I remember when the talk of me actually dropping my classes and going to treatment was getting serious, I sat outside one of my classes writing the thing I had wanted to write for what felt like forever. I tried to craft the most poignant and elegant post to reveal to everyone what I had been struggling with and what was happening. I had wanted to admit this for so long. I was sick of keeping this secret and honestly, I thought that the more people that knew, the more likely it would be that someone would make me get the help I wanted but could never admit for myself.
So the decision was made, my bags were packed, and the day before I flew out I posted my announcement on Facebook, torn between feeling incredibly relieved and also terrified because I knew there was no going back after that. From now on, whether I liked it or not, everyone would know about ED. There was no getting rid of it.

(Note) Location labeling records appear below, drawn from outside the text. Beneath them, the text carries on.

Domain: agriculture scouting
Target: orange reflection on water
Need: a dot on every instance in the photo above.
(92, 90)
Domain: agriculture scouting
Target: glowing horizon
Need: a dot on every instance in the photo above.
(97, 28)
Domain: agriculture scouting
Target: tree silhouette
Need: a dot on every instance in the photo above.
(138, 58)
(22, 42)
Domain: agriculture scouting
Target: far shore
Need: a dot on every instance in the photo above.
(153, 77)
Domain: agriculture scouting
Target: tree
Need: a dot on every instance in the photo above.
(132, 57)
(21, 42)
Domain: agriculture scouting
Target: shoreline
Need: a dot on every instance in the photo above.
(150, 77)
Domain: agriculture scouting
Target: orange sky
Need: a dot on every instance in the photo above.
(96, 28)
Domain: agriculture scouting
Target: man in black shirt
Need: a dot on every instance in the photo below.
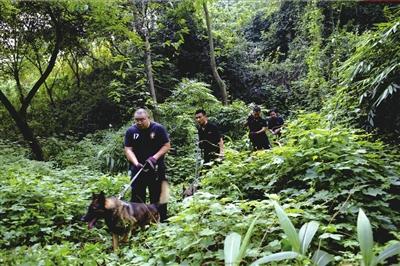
(257, 126)
(210, 139)
(275, 123)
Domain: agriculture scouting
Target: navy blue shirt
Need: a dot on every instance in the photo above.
(146, 142)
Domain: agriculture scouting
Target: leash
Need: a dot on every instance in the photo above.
(126, 187)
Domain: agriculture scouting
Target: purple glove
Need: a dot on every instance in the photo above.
(152, 162)
(139, 165)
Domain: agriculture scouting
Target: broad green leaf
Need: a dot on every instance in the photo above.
(246, 240)
(365, 238)
(306, 235)
(321, 258)
(231, 248)
(288, 227)
(287, 255)
(388, 252)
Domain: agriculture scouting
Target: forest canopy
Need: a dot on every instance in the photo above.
(72, 74)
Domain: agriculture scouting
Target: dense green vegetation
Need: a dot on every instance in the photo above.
(328, 191)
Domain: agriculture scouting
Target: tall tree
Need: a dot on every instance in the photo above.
(218, 79)
(145, 14)
(34, 29)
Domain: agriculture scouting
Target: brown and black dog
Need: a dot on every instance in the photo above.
(123, 218)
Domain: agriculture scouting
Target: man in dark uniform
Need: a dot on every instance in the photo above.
(146, 143)
(210, 139)
(257, 126)
(275, 123)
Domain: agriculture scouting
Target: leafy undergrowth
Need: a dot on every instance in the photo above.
(318, 175)
(336, 168)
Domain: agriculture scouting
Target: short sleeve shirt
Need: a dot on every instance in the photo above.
(255, 124)
(146, 142)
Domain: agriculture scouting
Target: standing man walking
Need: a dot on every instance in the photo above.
(210, 139)
(257, 126)
(146, 143)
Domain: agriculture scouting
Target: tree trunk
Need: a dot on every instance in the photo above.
(24, 128)
(149, 69)
(220, 82)
(20, 116)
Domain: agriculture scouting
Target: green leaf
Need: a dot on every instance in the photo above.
(286, 255)
(365, 238)
(388, 252)
(231, 248)
(288, 227)
(321, 258)
(246, 240)
(306, 235)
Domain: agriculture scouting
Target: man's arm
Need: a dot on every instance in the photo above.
(263, 129)
(163, 150)
(130, 155)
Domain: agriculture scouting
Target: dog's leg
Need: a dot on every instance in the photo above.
(115, 242)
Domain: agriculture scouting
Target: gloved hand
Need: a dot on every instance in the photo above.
(139, 165)
(151, 162)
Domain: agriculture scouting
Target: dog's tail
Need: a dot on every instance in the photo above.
(164, 195)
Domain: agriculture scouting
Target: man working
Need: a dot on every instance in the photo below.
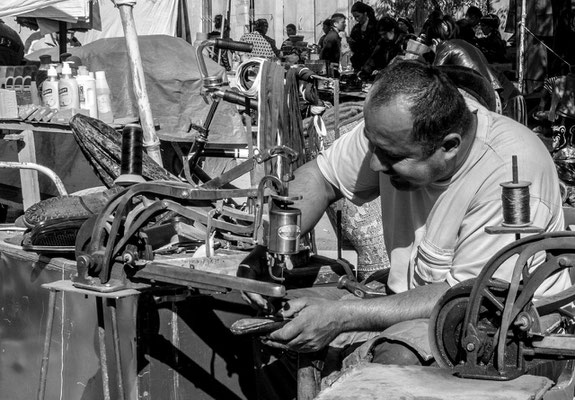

At first I didn’t mind. I didn’t want to have to deal with trying to come up with excuses as to where I was and what was going on. All of my friends down at school obviously knew, my mom had told my extended family, and I told every other important person in my life I thought should know, but mostly, I was done hiding. If I was serious about getting rid of ED, I knew it couldn’t just be between me and him.
I got so much support with everything that I posted about treatment. I truly am blessed with fabulous friends and family. I got so many well-wishes and knew that so many people were back here in Indiana praying for me and cheering me on, and it was great. I loved the freedom I felt to be able to post stuff. I loved that I could be honest and real and just let recovery integrate with the rest of my life. I was hoping that if I didn’t make it a taboo topic, others wouldn’t either.
In treatment, all of that was fine. I was able to post but didn’t feel any pressure to keep people updated and didn’t have to say what was going on because my team was always there and I wasn’t home so people didn’t expect anything, well actually they did expect things. They expected it to be tough and for me to be struggling and for it just to be a weird time in my life. All of that seemed normal and the whole idea of treatment was just such a private thing that no one expects you to say anything about it at all because, well they just don’t.
Now that I’m home it’s not the same.
People want updates. They genuinely want to know how I’m doing with school and recovery and all of it, which is fine. I don’t mind people checking up on me, it just reminds me how great the people in my life are, but the issue is I never know how to respond. I’ve gotten better at not immediately responding with, “Great! Thanks!”, but I still never know what to say. I know that they want me to be honest, which im okay with, I guess. It’s not nearly as hard for me to say, “Honestly, not too great” when talking to someone but it’s always the follow-up, “Oh, what’s going on?” that gets me because the truth is, I don’t know if they’ll be able to understand what’s going on.
Sure, they’ll get that I’m struggling with food or something but it’s a lot more difficult to say, “Well, my body image has been terrible recently and I made the stupid decision to weigh myself so now I’m trying to convince myself to go and at least try and eat something for lunch because I ate 20% of what I was supposed to for breakfast and I know that I need to go eat even though the thought of it makes me sick and all I can hear and see is fat while I’m eating and honestly, I’m just really tired of recovery and I really want to give up because all of this is a lot more than I thought it would be and im tired of fighting and being exhausted and all I can think about right now is getting the number I saw on the scale lower and I have to go to school and work and still try to function and be a normal college kid and…”
Yeah, it’s just a lot easier to say, “Honestly, not too great”.
I know that I’m making this a lot worse in my head than it is in real-life and the majority of the people asking genuinely want to know so that they can help me but I’m not too sure that I’m ready to put all of my secrets out there yet. The internet already knows what was my deepest, darkest secret…I’m not sure that I want them to hear everything that goes along with that.
Ugh. Vulnerability sucks…I know it’s worth it in the end but right now it’s just…ugh.
If anyone has had any experiences, good or bad, with being more open and vulnerable with people and how you’re really doing, I would love to hear what has worked, or hasn’t for all of you.